If you have two totally different concepts, but there is a similarity between them, you can get insight by comparing them.
At first glance there is little in common between “man over board” when at sea, and enterprise computers, but there is, and we can get insight about testing and preparation.
When is the best time to learn man over board drill.
While you are learning, you want a nice calm day, so you any mistakes you make, do no damage. You need to practice it until you can recover the dummy most times.
When is the best time to practice man overboard drill?
You are more likely to go overboard when the seas are rough than when the weather is calm. You need to practice in this scenario. When the weather is rough it is hard to see the person in the water – a persons head is 1 ft high – but the waves can be 6 feet from peak to trough. It is harder to position the boat. So the best time to practice man over board drill is when the weather is rough. Do not try it in a gale, as you are likely to damage the boat, or have someone really fall over board.
When my father was in the navy, he told me about “exercises” where the ships would be under attack from planes (this was before missiles) and there was a submarine or two trying to attach you. In one exercise, the sea was a bit rough the captain of the ship sat back and let his senior officer (First Lieutenant) run the ship. Things were going well until the captain arranged for a “man over board” to happen.

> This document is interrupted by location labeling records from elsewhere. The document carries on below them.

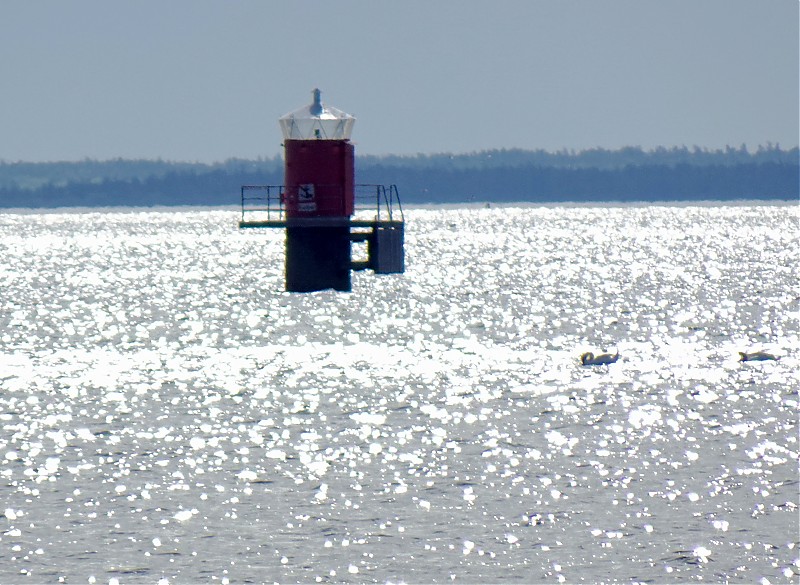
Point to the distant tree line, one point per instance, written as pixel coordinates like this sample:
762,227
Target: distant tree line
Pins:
628,174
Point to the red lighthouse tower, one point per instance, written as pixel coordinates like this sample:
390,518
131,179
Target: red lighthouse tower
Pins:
320,205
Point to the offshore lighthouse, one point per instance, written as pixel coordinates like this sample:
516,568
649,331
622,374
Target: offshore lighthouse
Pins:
321,207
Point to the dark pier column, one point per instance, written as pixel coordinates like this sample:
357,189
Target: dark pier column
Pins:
318,258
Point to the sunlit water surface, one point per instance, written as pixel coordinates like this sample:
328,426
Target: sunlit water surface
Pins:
169,414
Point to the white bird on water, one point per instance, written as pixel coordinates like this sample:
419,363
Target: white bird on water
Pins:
589,359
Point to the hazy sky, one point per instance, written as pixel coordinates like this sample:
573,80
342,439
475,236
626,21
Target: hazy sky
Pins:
196,80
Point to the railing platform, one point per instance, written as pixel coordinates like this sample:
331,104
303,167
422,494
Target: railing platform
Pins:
264,206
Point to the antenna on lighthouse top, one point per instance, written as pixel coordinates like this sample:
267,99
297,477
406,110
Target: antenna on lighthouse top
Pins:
316,107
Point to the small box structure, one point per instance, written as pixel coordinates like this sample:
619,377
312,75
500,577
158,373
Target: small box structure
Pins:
321,207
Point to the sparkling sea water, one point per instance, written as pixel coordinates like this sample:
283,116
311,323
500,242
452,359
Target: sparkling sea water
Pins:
170,415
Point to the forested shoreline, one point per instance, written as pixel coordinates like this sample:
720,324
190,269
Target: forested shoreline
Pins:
596,175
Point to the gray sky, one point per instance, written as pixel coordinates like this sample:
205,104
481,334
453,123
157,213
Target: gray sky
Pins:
195,80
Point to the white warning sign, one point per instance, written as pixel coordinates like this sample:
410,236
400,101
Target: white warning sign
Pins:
305,198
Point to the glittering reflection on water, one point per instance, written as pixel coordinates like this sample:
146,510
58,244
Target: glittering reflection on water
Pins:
168,413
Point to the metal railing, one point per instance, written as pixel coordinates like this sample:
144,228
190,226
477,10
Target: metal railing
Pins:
379,203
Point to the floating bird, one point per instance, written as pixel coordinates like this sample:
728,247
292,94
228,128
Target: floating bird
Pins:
756,356
589,359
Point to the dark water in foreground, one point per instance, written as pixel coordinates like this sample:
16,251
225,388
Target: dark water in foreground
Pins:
169,415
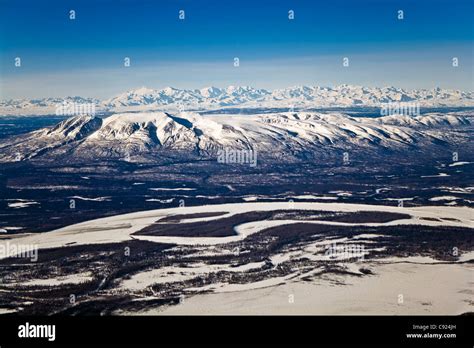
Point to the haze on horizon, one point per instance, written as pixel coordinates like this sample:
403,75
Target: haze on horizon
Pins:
85,56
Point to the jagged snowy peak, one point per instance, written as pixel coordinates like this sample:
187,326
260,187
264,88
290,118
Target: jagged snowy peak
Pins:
171,96
310,96
303,97
292,136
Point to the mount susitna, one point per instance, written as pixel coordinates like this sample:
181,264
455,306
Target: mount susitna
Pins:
287,136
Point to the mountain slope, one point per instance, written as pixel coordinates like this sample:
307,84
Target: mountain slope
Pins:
301,97
278,136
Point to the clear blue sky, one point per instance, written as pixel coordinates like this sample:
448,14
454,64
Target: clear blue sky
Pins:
85,56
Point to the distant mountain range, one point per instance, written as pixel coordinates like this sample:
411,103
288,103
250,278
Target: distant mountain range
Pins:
212,97
288,136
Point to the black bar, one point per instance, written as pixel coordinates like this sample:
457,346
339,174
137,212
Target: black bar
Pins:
261,330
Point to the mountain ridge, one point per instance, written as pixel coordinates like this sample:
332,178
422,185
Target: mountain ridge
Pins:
245,96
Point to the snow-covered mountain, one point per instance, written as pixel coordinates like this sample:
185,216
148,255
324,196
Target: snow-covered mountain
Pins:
303,97
285,136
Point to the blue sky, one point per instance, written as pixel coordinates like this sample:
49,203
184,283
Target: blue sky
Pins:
85,56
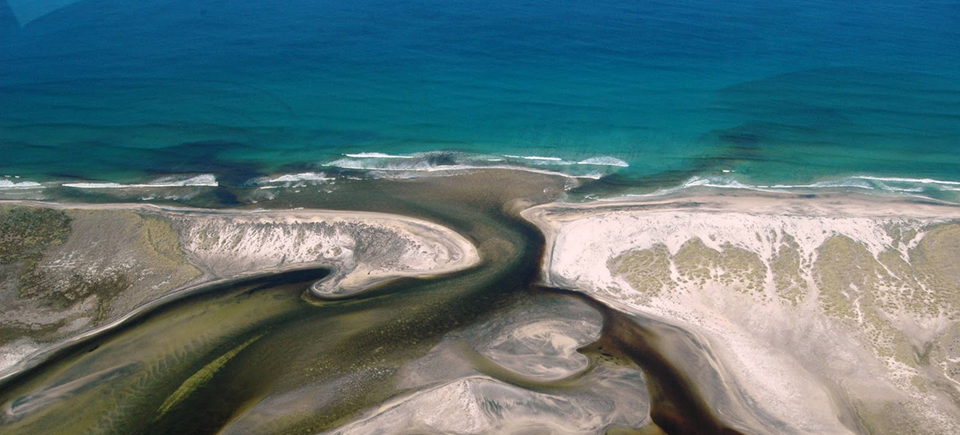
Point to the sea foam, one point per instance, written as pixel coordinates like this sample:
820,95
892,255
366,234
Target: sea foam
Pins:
8,184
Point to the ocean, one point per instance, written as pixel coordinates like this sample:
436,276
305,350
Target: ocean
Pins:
653,95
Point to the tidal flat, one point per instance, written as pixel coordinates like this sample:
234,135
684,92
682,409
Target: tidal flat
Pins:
479,303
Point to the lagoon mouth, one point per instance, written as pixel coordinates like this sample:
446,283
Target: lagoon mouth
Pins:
260,355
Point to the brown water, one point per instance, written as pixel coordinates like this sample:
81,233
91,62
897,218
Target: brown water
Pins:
262,356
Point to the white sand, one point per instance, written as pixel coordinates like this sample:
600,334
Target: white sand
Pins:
785,359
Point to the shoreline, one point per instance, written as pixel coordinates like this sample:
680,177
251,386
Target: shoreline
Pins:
361,249
796,341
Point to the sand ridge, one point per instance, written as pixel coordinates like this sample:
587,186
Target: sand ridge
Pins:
774,284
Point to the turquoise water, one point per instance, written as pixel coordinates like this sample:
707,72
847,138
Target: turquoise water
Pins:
792,93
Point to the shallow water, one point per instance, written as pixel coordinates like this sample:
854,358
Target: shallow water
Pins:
798,92
261,355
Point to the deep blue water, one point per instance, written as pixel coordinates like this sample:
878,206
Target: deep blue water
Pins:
791,92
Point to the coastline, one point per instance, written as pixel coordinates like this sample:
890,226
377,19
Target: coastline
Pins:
214,247
827,350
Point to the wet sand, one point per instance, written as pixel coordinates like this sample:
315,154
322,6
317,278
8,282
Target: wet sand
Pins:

The FL now had to decide to stop the ship (become a sitting duck and so be destroyed) and pick up the man over board; to leave the man in the water to die; or take people away from defending the ship and launch a boat/helicopter to rescue the man. This was a complex situation, which suddenly became more complex, but they trained for this and had tested procedures and people knew what to do.
How does this apply to enterprise systems?
You need to decide on your “man overboard” scenarios. For example this server is shut down, that network has problems. You need to practice resolving the problems, capturing information to help you identify the real cause of the problem, and the steps needed to recover. Once you have an automated or fully documented procedure, you test it out in production – this is the “testing man over board when the sea is rough”. This is where you find out holes in your processes, and find that production is configured differently to test, etc.
The “man over board when your ship is being attacked and the decision to save the man or save the ship” scenario. You often get multiple problems and you need to decide on the priority of the actions. “Messages building up on a queue” could be caused by a network problem. It is more important to fix the network than “fix mq”. You should go though scenarios to help decide what to do. It is better to create action plans in advance, and document them, rather than try to come up with a plan during an emergency. You want to avoid “if we do this then that will happen . ahhh… not a good idea”
Think things through
I did a sailing course in the Mediterranean, where the sea was warm, and people were swimming in the sea. We had spent the morning doing Man Over Board, where we had to retrieve a buoy with a pole sticking out the top. This was easy to retrieve, you lean over the side and just pick it up. Well done, tick the box, you passed. We anchored up, and were having lunch with a nice cold glass or two of wine, when I asked, “so how do you get someone back into the boat” (they do not teach you this). I then “accidentally” fell over board.
- They threw me a rope – but I said my hands were too cold – I could not grip it.
- They then made a loop in the end and threw it to me – the loop was too small to go over my head and life jacket.
- They then make a big loop which I got over my head and they dragged me to the yacht, but were unable to lift me out because I was too heavy and my clothes were full of water.
- The tutor then suggested using some of the lifting equipment from the boat, so they tied the rope over the end of the boom, and used a winch to winch me up – which worked, but they scraped me up the side of the boat, so I had a bleeding arm.
I said afterwards ( as they wiped my blood of the deck) look at the problems you had when we were at anchor. Think what it would be like in a 6 ft sea!
Think how you will recover after your outage.
For example there may have been persistent messages on the queue manager when it went down. The application retried and was successful because the traffic went to an alternative queue manager. You now have possibly duplicate requests, or orphaned replies (because the getting application reconnected to a different queue manager.
This server went down, and all of the traffic went to that server. Now this server has come back – how do you get traffic to balance over the queue managers?
You have a huge backlog of messages – what should you do – just purge them or let them be processed. (This is where you realise that using message expiry on inquiry messages would be a good technique to use)
You need to think things through, these exercises are tedious and take a lot of time. But you have no time in a crisis!